Member of the Puerto Rico House of Representatives from the 16th District
- In office January 2, 1985 – January 2, 1997
- Preceded by: Noel Calero Bermúdez
- Succeeded by: Elisa Juarbe Beníquez

Personal details
- Born: January 17, 1945 Isabela, Puerto Rico
- Died: May 27, 2011 (aged 66) Naples, Italy
- Party: Popular Democratic Party (PPD)
- Alma mater: Pontifical Catholic University of Puerto Rico (BS)

= Oscar A. San Antonio Mendoza =

Puerto Rican politician

Oscar A. San Antonio Mendoza was a Puerto Rican politician affiliated with the Popular Democratic Party. He served as a legislator in the Puerto Rico House of Representatives for the 16th District from 1985 till 1996. Afterwards he served as the Sergeant-at-Arms of the House of Representatives of Puerto Rico from 2001 till 2004.

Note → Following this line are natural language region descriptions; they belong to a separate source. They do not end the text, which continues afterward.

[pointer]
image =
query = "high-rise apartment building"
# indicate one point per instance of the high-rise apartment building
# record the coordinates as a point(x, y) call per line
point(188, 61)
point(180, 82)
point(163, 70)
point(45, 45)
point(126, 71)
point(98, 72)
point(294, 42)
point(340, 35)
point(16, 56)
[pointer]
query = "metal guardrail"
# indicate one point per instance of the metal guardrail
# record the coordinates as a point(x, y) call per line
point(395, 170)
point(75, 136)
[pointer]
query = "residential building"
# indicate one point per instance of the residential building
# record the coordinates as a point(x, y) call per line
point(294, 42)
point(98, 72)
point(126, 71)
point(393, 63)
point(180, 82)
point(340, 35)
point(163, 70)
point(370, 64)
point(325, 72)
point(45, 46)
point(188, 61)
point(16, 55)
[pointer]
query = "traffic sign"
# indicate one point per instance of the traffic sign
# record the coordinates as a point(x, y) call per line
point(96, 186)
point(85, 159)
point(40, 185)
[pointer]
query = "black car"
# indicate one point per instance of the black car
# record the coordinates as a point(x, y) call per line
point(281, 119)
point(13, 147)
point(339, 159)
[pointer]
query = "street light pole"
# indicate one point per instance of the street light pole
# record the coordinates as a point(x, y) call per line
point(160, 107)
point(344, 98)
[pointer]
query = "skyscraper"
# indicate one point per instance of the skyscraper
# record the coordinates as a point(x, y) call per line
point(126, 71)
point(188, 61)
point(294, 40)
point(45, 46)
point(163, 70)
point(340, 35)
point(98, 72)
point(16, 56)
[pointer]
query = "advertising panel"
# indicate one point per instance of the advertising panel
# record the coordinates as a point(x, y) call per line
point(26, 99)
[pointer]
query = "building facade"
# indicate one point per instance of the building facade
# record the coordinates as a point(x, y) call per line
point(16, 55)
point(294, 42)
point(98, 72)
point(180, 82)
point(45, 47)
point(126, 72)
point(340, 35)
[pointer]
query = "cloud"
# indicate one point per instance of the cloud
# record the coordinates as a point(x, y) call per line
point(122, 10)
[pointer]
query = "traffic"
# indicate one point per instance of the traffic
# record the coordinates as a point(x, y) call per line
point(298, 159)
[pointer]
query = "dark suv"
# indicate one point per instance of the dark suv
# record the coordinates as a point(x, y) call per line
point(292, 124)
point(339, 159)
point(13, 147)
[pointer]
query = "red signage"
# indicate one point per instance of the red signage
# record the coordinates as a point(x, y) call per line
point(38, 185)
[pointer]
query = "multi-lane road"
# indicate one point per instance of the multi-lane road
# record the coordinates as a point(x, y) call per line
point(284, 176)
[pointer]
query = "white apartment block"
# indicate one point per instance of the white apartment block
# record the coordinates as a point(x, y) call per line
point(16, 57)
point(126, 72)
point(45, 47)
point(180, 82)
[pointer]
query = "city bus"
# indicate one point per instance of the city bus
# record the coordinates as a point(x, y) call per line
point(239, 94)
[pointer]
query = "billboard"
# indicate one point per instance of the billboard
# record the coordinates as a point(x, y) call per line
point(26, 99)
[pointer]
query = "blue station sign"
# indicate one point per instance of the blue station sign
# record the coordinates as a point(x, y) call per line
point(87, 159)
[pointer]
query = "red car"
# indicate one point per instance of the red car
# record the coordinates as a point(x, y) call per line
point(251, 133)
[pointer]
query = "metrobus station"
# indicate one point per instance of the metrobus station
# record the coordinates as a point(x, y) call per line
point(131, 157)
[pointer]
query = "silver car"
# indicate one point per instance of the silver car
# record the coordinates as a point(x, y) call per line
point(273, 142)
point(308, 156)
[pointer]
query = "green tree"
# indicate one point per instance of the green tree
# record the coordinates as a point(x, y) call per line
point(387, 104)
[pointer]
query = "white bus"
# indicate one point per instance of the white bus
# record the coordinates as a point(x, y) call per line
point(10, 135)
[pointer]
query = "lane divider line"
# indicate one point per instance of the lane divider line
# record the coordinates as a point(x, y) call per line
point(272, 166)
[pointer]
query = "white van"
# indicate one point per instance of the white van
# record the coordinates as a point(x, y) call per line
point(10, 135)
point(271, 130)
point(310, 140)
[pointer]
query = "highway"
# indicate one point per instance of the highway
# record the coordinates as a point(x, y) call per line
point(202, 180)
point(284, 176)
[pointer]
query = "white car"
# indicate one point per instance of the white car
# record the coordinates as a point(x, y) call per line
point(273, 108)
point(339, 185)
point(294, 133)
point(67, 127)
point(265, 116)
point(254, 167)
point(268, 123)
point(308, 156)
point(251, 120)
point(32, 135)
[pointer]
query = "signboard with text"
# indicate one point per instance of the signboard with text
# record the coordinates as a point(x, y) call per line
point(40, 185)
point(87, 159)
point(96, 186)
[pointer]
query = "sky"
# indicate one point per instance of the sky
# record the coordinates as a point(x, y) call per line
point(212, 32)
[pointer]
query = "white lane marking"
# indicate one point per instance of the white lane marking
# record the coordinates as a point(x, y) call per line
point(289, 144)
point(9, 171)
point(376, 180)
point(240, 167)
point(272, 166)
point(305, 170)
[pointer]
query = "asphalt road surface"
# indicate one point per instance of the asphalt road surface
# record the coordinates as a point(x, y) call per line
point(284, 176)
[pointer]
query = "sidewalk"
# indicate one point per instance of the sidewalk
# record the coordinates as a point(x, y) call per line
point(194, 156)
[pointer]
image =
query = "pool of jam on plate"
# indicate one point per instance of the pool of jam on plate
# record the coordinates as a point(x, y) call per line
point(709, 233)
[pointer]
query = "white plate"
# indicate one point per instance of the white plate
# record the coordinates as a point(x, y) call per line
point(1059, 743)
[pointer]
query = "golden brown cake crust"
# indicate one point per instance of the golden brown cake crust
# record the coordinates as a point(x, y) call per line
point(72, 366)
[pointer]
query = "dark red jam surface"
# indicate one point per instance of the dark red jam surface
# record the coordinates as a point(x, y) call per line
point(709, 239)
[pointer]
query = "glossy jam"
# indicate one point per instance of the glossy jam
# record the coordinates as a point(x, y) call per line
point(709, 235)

He died in 2011, at the age of 66, after he was assaulted in Naples, Italy while on vacation. He underwent emergency brain surgery at the Santa Maria Loreto Mare hospital in Naples. There he was induced into a coma, but days later he lost the battle for his life. In 2016, Act 75 was passed naming road PR-466 in Isabela, Puerto Rico as Road Oscar "Cano" San Antonio Mendoza. He was a member of Phi Sigma Alpha fraternity and the Lions Clubs International as well.